Since I can't find an easy way to just change the reverse proxy's port to the new container, I have to stop both old and new containers, and start a new container again. This will cause a few seconds' downtime. Haven't found a good solution to that yet. Kamal does this with Traefik, but I don't use Traefik so I didn't look into their implementation. And BTW in Kamal 2 I heard they won't be using Traefik either, so I didn't take time to look into it. This script will work for me because I don't need to enforce 0-downtime deploy.
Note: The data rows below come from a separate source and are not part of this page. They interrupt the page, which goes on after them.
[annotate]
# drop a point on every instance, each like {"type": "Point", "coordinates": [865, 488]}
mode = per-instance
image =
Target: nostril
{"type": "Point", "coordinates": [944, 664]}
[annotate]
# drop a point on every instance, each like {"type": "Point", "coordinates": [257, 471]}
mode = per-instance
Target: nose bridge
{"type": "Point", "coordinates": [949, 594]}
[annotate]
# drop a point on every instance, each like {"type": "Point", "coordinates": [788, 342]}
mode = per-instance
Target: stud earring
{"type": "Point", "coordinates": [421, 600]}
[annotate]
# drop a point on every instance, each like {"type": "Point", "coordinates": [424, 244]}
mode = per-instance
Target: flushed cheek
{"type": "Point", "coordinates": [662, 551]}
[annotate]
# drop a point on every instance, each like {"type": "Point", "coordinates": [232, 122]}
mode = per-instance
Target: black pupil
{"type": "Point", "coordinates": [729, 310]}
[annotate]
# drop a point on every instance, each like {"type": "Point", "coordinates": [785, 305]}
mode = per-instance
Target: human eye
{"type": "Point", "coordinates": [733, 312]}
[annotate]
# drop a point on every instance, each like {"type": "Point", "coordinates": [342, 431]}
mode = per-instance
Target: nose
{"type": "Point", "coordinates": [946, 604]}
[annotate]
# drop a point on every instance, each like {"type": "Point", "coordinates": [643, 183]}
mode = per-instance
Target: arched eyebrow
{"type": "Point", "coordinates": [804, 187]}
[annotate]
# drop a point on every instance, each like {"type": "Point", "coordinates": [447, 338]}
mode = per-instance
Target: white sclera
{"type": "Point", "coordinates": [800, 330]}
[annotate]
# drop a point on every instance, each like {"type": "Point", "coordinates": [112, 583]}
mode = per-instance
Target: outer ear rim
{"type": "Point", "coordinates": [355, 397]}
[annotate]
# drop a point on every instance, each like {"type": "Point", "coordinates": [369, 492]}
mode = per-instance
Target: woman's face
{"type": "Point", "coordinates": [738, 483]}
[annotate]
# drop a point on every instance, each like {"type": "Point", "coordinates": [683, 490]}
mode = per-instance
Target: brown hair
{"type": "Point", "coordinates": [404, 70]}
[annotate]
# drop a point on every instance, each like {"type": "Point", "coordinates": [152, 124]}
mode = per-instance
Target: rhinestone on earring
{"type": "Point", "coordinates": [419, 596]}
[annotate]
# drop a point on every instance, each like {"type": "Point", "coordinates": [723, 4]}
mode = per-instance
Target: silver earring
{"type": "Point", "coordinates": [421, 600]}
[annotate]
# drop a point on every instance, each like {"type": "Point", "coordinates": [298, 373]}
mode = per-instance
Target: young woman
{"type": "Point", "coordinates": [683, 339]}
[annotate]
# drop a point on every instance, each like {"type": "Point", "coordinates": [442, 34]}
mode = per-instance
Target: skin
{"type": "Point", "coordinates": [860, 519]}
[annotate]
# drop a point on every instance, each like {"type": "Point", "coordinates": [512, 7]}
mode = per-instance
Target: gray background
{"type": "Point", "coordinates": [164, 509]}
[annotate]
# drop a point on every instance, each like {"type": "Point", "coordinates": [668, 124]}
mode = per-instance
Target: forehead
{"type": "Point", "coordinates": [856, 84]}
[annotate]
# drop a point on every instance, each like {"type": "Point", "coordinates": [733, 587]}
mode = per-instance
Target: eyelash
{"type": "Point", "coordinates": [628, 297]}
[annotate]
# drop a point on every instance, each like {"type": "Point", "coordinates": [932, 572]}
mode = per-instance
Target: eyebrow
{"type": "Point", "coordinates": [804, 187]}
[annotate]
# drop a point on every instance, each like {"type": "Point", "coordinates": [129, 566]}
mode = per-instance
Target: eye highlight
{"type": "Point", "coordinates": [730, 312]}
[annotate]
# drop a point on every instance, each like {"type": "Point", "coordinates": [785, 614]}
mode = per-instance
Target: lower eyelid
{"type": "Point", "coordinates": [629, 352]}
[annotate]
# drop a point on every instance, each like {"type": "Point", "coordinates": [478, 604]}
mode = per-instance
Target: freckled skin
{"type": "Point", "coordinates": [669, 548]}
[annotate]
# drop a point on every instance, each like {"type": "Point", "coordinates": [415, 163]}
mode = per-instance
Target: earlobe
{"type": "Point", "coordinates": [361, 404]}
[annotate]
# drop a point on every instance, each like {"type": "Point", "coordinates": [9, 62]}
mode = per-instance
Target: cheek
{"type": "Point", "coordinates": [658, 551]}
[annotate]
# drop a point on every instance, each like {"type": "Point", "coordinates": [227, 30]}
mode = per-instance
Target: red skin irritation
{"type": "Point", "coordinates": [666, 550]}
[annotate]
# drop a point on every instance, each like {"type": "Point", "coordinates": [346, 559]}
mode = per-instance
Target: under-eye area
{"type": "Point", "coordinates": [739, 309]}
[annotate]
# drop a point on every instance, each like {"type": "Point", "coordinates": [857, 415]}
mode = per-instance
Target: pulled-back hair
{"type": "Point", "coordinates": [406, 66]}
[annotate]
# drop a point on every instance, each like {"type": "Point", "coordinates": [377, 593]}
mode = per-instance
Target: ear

Phase 3 will start new container and do some cleanup, such as removing the old image and container, re-tag the new image from "new_build" to "latest".

# Phase 3: Stop old container, start new container for the Rails app
puts "#{server_ip}: Stopping old Rails container"
out = run_remote.call("docker container stop #{app_name}-app")

puts "#{server_ip}: Removing old Rails container"
out = run_remote.call("docker container rm #{app_name}-app")

puts "#{server_ip}: Removing old Rails Image"
out = run_remote.call("docker image rm #{app_name}")

puts "#{server_ip}: Renaming new rails image tag from 'new_build' to 'latest'"
out = run_remote.call("docker image tag #{app_name}:new_build #{app_name}:latest")
out = run_remote.call("docker image rm #{app_name}:new_build")

puts "#{server_ip}: Starting Rails app..."
out = run_remote.call("docker run --name #{app_name}-app -e RAILS_MASTER_KEY=#{rails_master_key} -e POSTGRES_PASSWORD=#{db_password} -e DB_HOST=#{db_host_or_ip} --network #{docker_subnet} -d #{app_name}")

The last phase is testing the new rails app Docker container is working correctly. Once it's done I can manually run some db migration through docker exec -it /bin/bash.

And if I'm confident, I can also remove old image and re-tag the image on my development machine from "new_build" to "latest". But that can cause the danger of new container not working properly but I can't rollback to old version quickly. So whether or not to remove old container depends on how critical uptime means for the project.

# Phase 4: Test new container is ready.
puts "Test if app is running"
test_app_running.call("#{app_name}-app")

puts "Deployment finished in #{(Process.clock_gettime(Process::CLOCK_MONOTONIC) - deploy_start_at).round(1)} seconds."

# Optional: Clean up local docker images
puts "local: Retag new build Docker image to latest. Remove old image file."
old_image_id = run_local.call("docker images -q #{app_name}:latest").strip
out = run_local.call("docker image tag #{app_name}:new_build #{app_name}:latest")
out = run_local.call("docker image rm #{old_image_id}")
out = run_local.call("docker image rm #{app_name}:new_build")

And that's it! With this deploy script, the Docker build process takes around 30-60 seconds if no significant changes are done to the codebase. And the whole process can be finished within 2 minutes, including transfering a 180MB (after bzip compress and uncompress) to the server at 5MB/s.